Division of Biology and Biological Engineering, California Institute of Technology, Pasadena, CA 91125, USA.
Center for Computational Biology.
Bioinformatics. 2020 Jun 1;36(11):3418-3421. doi: 10.1093/bioinformatics/btaa169.
Single-cell RNA-seq makes possible the investigation of variability in gene expression among cells, and dependence of variation on cell type. Statistical inference methods for such analyses must be scalable, and ideally interpretable.

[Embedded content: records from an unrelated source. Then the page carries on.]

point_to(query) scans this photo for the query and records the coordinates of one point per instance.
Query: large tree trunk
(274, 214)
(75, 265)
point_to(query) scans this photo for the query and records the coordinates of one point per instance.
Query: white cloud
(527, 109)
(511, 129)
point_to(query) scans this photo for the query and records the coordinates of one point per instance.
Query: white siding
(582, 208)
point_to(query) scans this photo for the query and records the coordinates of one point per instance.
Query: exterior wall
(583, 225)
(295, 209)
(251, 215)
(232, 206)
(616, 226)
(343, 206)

We present an approach based on a modification of a recently published highly scalable variational autoencoder framework that provides interpretability without sacrificing much accuracy. We demonstrate that our approach enables identification of gene programs in massive datasets. Our strategy, namely the learning of factor models with the auto-encoding variational Bayes framework, is not domain specific and may be useful for other applications.
The factor model is available in the scVI package hosted at https://github.com/YosefLab/scVI/.

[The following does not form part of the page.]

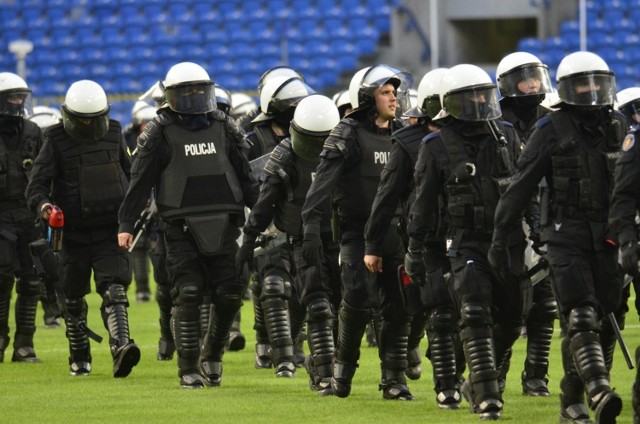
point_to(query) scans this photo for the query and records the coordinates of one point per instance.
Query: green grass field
(45, 392)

Supplementary data are available at Bioinformatics online.
单细胞 RNA-seq 使得研究细胞间基因表达的变异性以及变异性对细胞类型的依赖性成为可能。用于此类分析的统计推断方法必须是可扩展的,并且理想情况下是可解释的。
我们提出了一种基于最近发表的高度可扩展变分自动编码器框架的修改的方法,该方法在不牺牲准确性的情况下提供了可解释性。我们证明了我们的方法能够在大规模数据集中识别基因程序。我们的策略,即使用自动编码变分贝叶斯框架学习因子模型,不是特定于领域的,可能对其他应用有用。
因子模型可在位于 https://github.com/YosefLab/scVI/ 的 scVI 包中使用。
补充数据可在 Bioinformatics 在线获得。